We end up ordering a carafe of red wine and fried anchovies with friarelli peppers to share. I also get spaghetti alla chitarra con bottarga. I forget what John gets as his main. There are some holiday parties I briefly consider but, as it turns out, I feel too emotionally exhausted to go to Brooklyn.
Sunday, December 10
I wake up with a now-familiar sense of dread and occupy myself with work and cleaning. I get a text from the writer Audrey Wollen about joining her mother, her boyfriend, and our friend, the writer Janique Vigier for a lunch of C& B sandwiches at Audrey’s apartment, which I wouldn’t miss for basically anything.

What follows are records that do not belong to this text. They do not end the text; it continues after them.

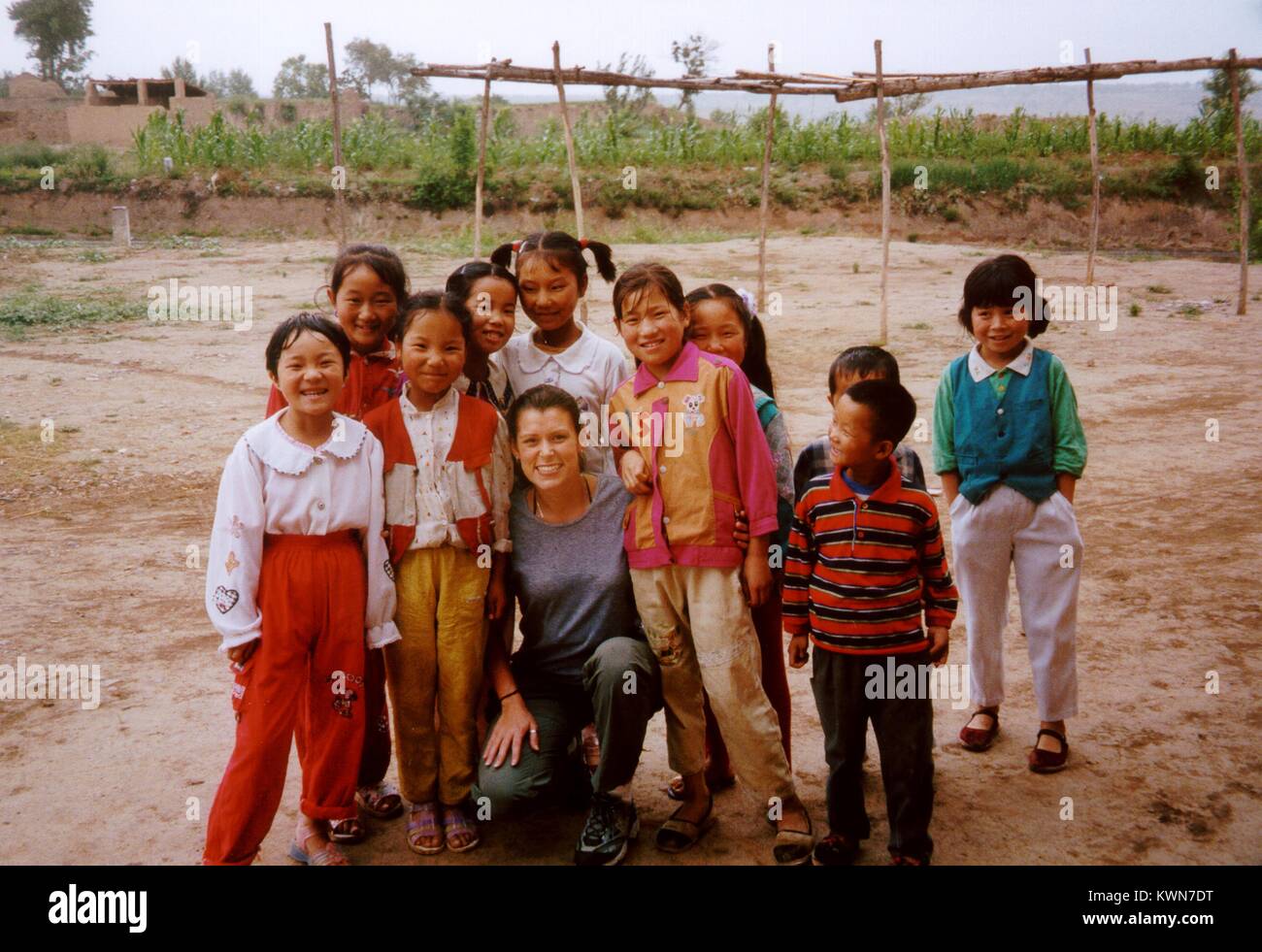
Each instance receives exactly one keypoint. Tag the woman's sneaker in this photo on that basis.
(610, 828)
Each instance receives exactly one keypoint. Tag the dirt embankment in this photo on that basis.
(989, 219)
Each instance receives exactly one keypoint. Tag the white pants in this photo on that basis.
(1043, 542)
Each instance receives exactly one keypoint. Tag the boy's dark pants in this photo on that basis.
(905, 738)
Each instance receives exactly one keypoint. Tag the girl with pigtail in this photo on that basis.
(551, 278)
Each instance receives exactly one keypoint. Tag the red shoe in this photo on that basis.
(899, 859)
(977, 739)
(1048, 761)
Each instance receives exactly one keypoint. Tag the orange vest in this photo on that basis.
(476, 425)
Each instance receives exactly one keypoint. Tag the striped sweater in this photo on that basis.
(859, 572)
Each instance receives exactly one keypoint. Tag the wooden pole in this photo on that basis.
(339, 193)
(766, 188)
(1242, 169)
(481, 171)
(884, 197)
(573, 164)
(1096, 176)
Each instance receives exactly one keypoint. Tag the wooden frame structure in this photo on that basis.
(850, 88)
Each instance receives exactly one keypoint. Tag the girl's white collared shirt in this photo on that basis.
(589, 370)
(276, 484)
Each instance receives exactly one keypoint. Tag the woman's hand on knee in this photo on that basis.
(512, 729)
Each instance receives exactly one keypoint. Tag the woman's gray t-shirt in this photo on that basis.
(572, 582)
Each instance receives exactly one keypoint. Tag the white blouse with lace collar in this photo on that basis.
(276, 484)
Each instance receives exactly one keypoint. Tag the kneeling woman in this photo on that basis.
(581, 657)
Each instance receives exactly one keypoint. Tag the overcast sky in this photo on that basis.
(135, 38)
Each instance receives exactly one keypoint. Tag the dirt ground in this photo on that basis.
(95, 530)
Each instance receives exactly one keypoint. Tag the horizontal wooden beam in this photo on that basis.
(859, 86)
(908, 86)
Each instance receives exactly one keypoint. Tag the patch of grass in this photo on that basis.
(96, 257)
(187, 241)
(33, 308)
(24, 455)
(29, 230)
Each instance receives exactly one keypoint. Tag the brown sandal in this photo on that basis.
(1048, 761)
(977, 739)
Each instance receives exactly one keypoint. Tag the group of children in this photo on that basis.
(361, 543)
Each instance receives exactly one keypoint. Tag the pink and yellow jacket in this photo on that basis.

I get dressed and walk over, in the rain, and eat half of a chicken sandwich (“chicken breast avocado cheddar cheese lemon juice”) that comes wrapped in wax paper and foil. I love C& B. Everyone does. Leslie makes me a perfect cup of Earl Grey with half and half, asking from the kitchen if I like to leave the tea bag sitting in the mug. “No,” I venture, and discover this was a trick question, kind of, because her disembodied voice then says, “Some people like that. I find it unacceptable.”
We all take a car to Light Industry, an arts organization in Brooklyn that is raising money for Palestine Legal by hosting a rare screening of the late Peter Wollen’s only feature film, Friendship’s Death. Audrey gives a moving speech and then we see it, an eerily timely sci-fi from 1987. When the lights come back on, it is still raining out, and we are all hungry again.
The same group of us that came here together pile into another car and ride back to the East Village, then pile into the York, my new favorite bar on Avenue B, where we meet more people who were at the screening.
Without thinking about my chicken lunch, I order the York chicken sandwich, simply because I have had it here and it is great. This one is fried chicken, lettuce, pickles, and ketchup. I’m historically kind of against chicken at restaurants, but everyone has the capacity to change, I guess. The whole table orders a burger and a drink each, and for some reason none of us take advantage of the happy hour special, which is any sandwich plus fries and a beer for $12. My drink is a dirty gin martini and it is only 5:30 p.m. Listing the rest of the drinks I have tonight is a little embarrassing, so I won’t, but I keep using the excuse that it is before 10 p.m. to order more. I end the night with a hot spiked cider that is ladled from a small cauldron and garnished with an orange slice.
There are holiday parties every day this week, and I plan to attend as many as I can. It’s good for me to stay busy, even if it means subjecting others to my mood, potentially compounding it. Looking back over what I have written, I should say that when I’m this pensive, I don’t eat as much and I drink more, so these days have been atypical in that regard, or at least I hope so.